The Mistral AI Model, Open Mixtral 8x22B, Performs Nearly as Well as Llama 3

The French start-up Mistral AI returns to the forefront with the publication of its latest open source model Mixtral 8x22B. “It sets a new standard for performance and efficiency within the AI community,” ensures the young growth. Its main advantage: it is an SMoE (sparse Mixture-of-Experts) model which only uses 39 billion active parameters out of 141 billion parameters, thus offering unrivaled profitability for its size.

Other traits include that this great language model is fluent in English, French, Italian, German and Spanish and has strong math and coding skills. Mixtral 8x22B also includes a pop-up window of 64,000 tokens allowing it to process more information, including large documents.

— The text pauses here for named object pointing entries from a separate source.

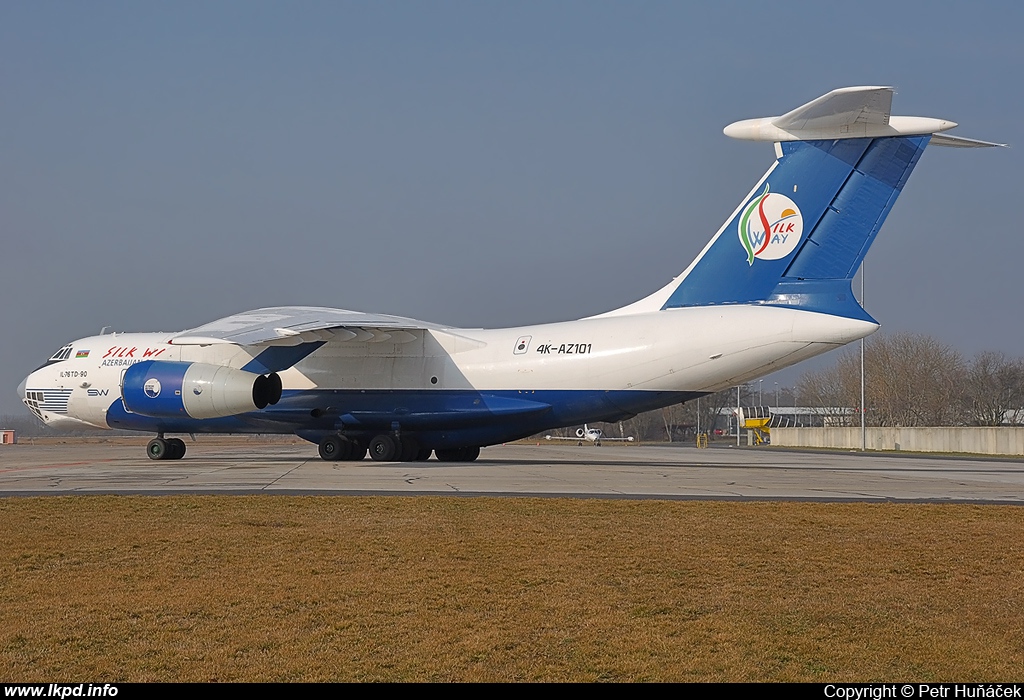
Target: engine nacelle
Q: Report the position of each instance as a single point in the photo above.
(195, 390)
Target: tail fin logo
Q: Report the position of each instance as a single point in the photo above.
(770, 226)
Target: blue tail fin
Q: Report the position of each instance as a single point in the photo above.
(800, 238)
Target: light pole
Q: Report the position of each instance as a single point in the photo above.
(863, 410)
(737, 416)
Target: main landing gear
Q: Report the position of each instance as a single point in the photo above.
(334, 447)
(387, 447)
(170, 448)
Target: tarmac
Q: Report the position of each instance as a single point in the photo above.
(243, 466)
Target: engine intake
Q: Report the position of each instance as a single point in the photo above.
(201, 391)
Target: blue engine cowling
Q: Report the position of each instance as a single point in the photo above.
(197, 390)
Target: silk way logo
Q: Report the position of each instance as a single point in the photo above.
(770, 227)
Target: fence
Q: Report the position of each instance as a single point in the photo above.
(969, 440)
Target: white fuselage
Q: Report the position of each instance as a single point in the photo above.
(699, 349)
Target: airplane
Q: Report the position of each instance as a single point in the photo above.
(594, 435)
(770, 289)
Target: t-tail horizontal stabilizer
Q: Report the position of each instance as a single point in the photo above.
(848, 113)
(803, 231)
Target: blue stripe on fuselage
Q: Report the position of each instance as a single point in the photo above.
(440, 417)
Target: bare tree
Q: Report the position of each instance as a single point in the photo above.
(912, 380)
(994, 385)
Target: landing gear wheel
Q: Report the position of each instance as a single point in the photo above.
(175, 448)
(331, 448)
(157, 449)
(383, 448)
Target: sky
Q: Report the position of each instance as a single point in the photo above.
(479, 164)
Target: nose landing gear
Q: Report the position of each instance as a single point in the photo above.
(161, 448)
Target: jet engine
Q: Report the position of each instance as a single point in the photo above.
(195, 390)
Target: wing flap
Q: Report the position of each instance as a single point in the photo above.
(290, 325)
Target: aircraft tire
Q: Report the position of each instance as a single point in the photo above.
(331, 448)
(384, 448)
(175, 448)
(157, 449)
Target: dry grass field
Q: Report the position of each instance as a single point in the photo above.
(449, 588)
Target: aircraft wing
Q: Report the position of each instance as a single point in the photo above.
(290, 325)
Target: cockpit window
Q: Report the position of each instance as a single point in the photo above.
(62, 353)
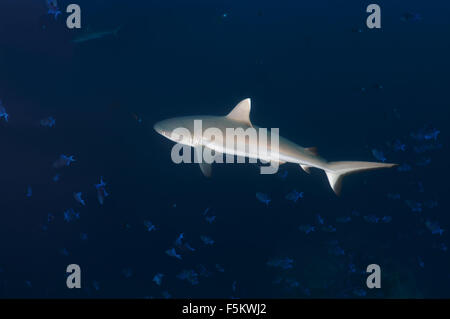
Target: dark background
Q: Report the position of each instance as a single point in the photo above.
(313, 69)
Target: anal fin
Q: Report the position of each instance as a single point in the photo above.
(306, 168)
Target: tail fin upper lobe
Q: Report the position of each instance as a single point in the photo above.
(337, 170)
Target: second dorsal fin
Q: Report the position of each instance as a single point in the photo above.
(241, 112)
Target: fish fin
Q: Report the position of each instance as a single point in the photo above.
(206, 168)
(241, 112)
(337, 170)
(313, 150)
(306, 168)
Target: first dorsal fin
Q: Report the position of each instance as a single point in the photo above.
(313, 150)
(241, 112)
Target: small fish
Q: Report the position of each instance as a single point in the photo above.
(425, 134)
(202, 271)
(399, 146)
(101, 191)
(283, 175)
(52, 7)
(70, 215)
(415, 207)
(386, 219)
(149, 226)
(79, 199)
(393, 196)
(421, 262)
(307, 229)
(189, 275)
(157, 279)
(411, 17)
(263, 198)
(96, 285)
(344, 220)
(294, 196)
(48, 122)
(419, 149)
(29, 192)
(371, 219)
(434, 227)
(283, 263)
(63, 161)
(207, 240)
(64, 252)
(359, 292)
(127, 272)
(328, 229)
(172, 253)
(379, 155)
(3, 113)
(219, 268)
(431, 204)
(210, 219)
(423, 161)
(178, 241)
(320, 220)
(404, 168)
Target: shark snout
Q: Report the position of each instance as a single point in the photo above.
(158, 128)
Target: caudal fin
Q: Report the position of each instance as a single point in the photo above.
(337, 170)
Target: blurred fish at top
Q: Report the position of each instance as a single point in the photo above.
(96, 35)
(52, 7)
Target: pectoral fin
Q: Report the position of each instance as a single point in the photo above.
(306, 168)
(198, 157)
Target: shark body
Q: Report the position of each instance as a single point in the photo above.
(96, 35)
(286, 152)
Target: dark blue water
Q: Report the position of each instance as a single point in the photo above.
(313, 69)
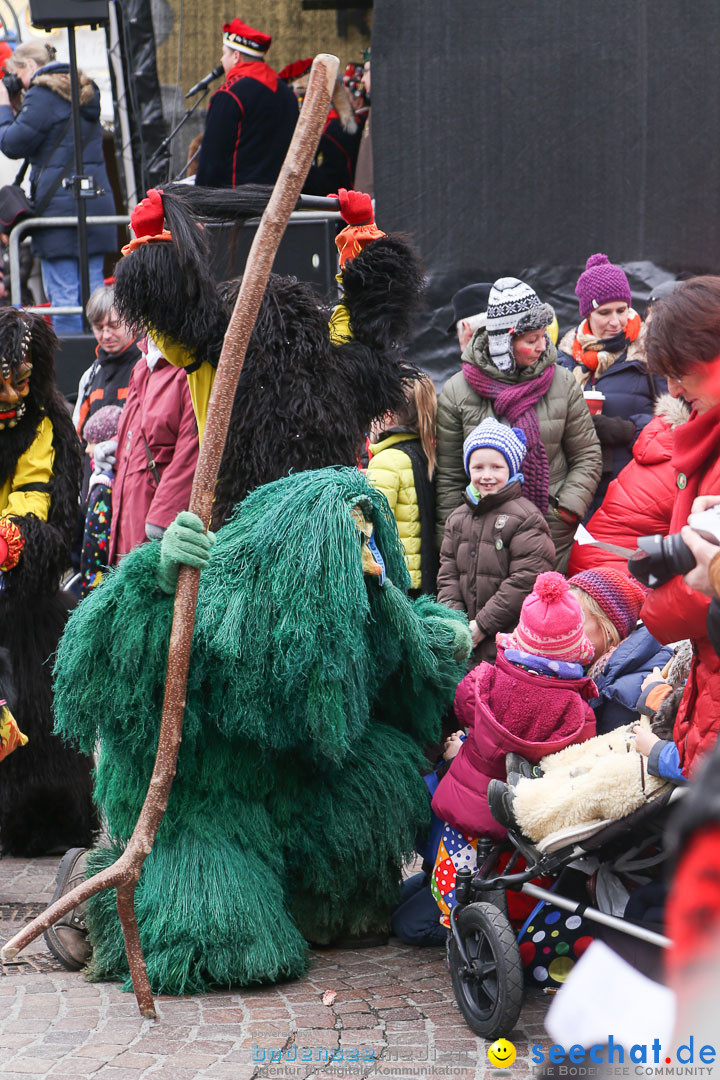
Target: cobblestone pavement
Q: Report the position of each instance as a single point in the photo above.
(393, 1015)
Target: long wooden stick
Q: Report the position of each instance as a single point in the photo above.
(124, 874)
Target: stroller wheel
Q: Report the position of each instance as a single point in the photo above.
(488, 990)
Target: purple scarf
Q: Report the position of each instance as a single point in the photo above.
(516, 404)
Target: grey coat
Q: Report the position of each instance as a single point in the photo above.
(566, 429)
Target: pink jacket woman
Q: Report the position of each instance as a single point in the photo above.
(158, 413)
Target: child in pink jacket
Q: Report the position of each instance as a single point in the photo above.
(532, 701)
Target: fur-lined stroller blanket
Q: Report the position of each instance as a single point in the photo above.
(587, 784)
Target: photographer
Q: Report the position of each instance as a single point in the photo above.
(42, 133)
(683, 343)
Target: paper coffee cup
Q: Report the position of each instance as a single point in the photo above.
(595, 400)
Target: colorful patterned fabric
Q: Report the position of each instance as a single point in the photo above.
(456, 850)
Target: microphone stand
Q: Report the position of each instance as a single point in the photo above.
(186, 116)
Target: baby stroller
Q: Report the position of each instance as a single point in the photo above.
(484, 955)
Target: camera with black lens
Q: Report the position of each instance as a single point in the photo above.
(12, 84)
(659, 558)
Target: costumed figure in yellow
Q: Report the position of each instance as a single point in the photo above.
(45, 794)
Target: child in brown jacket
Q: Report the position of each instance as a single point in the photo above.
(497, 542)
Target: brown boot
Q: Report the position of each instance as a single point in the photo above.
(67, 940)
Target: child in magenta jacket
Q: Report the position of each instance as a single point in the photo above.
(532, 701)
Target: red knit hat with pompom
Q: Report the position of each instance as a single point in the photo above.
(551, 623)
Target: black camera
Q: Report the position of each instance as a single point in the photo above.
(12, 84)
(659, 558)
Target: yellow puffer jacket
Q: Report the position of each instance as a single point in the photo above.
(390, 470)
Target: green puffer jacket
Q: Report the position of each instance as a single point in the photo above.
(566, 428)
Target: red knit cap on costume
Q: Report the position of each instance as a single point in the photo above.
(621, 597)
(551, 623)
(600, 283)
(245, 39)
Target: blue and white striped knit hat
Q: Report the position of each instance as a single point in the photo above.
(493, 435)
(513, 308)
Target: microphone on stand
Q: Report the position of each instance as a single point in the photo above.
(215, 73)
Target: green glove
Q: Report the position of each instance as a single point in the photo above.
(184, 541)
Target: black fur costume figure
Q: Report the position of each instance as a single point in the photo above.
(45, 792)
(309, 390)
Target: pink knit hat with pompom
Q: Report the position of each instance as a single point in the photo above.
(601, 282)
(551, 623)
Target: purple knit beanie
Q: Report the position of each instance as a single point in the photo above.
(600, 283)
(620, 596)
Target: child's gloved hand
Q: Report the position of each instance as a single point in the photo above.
(185, 542)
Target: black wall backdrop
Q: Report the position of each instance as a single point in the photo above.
(520, 137)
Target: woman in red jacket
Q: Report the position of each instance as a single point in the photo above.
(683, 343)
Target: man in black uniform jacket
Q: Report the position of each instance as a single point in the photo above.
(250, 118)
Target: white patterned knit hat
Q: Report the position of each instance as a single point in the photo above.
(513, 308)
(493, 435)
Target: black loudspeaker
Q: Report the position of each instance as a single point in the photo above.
(307, 252)
(54, 14)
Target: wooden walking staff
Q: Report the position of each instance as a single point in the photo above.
(124, 874)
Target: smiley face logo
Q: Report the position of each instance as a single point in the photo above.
(502, 1053)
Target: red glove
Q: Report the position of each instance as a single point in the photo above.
(148, 217)
(355, 206)
(12, 542)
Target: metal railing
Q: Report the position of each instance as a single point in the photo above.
(14, 254)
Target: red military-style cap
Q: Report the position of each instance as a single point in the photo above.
(245, 39)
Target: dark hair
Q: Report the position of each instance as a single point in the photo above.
(684, 328)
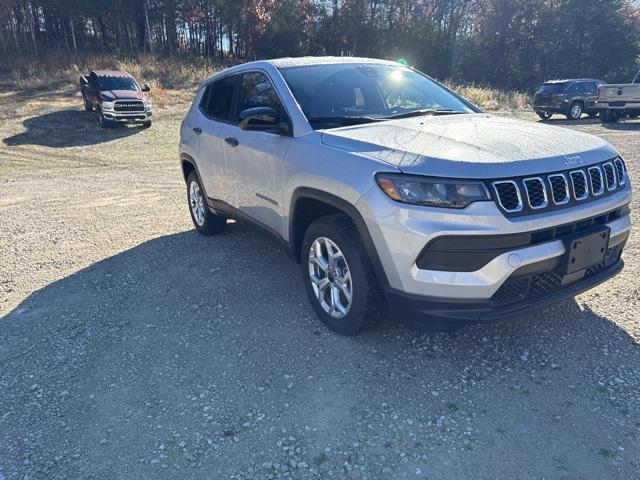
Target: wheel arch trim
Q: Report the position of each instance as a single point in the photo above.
(348, 209)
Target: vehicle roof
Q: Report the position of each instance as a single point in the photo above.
(567, 80)
(297, 62)
(111, 73)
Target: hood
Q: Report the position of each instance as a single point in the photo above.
(470, 146)
(111, 95)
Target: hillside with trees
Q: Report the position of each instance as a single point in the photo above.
(505, 43)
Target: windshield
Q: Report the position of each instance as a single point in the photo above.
(345, 92)
(553, 87)
(117, 83)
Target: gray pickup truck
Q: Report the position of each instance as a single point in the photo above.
(616, 101)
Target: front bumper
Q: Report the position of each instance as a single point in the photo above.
(128, 117)
(401, 232)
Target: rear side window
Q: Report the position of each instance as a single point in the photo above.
(257, 91)
(216, 101)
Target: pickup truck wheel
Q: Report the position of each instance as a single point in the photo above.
(87, 104)
(575, 111)
(338, 276)
(204, 220)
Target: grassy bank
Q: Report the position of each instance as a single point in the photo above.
(166, 73)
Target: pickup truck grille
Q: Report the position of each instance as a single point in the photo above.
(129, 106)
(521, 196)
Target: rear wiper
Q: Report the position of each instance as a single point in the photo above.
(419, 113)
(343, 120)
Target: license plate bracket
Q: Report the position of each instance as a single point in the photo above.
(585, 250)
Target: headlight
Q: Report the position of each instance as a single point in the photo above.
(432, 192)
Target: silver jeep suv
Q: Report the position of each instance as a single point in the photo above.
(392, 190)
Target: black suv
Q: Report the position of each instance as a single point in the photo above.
(568, 97)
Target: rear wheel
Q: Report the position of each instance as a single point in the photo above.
(338, 276)
(205, 221)
(575, 111)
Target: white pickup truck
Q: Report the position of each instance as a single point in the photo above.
(619, 100)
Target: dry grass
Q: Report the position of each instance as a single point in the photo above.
(168, 76)
(489, 98)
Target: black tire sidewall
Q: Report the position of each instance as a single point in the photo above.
(570, 115)
(363, 310)
(212, 223)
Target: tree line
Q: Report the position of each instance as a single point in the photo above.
(506, 43)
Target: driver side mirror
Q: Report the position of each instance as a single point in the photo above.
(262, 119)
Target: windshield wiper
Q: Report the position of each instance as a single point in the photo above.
(419, 113)
(344, 120)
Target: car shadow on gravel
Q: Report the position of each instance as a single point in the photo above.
(188, 346)
(67, 128)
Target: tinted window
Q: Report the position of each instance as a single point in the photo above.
(256, 91)
(591, 88)
(117, 83)
(553, 88)
(366, 90)
(216, 101)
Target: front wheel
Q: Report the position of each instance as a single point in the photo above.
(205, 221)
(338, 276)
(575, 111)
(87, 104)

Performance that makes Llama 2 70B blush

Mistral AI has chosen to compare its model to those of the Llama 2 family from Meta as well as Command R and Command R+ from Cohere. It appears that Mixtral 8x22B obtains a better performance/cost ratio than Llama 2 70B and Command R+. As for the performance itself, it is clear that Mixtral 8x22B is optimized for reasoning (on the MMLU test) with a score of 77.75% compared to 75.7% for Command R+ and 69.9% for Llama 2 70B.

The template has native multilingual capabilities. It significantly outperforms LLaMA 2 70B on the HellaSwag, Arc Challenge and MMLU tests in French, German, Spanish and Italian. Finally, on tasks related to coding and mathematics, he obtained a score of 88.4% in GSM8K maj@8 (compared to 69.6% for Llama 2 70B) and a score in Math maj@4 of 41.8%. (compared to 13.8% for Llama 2 70B). Small problem however: Meta has just published Llama 3, and announces higher performance than Mixtral 8x22B.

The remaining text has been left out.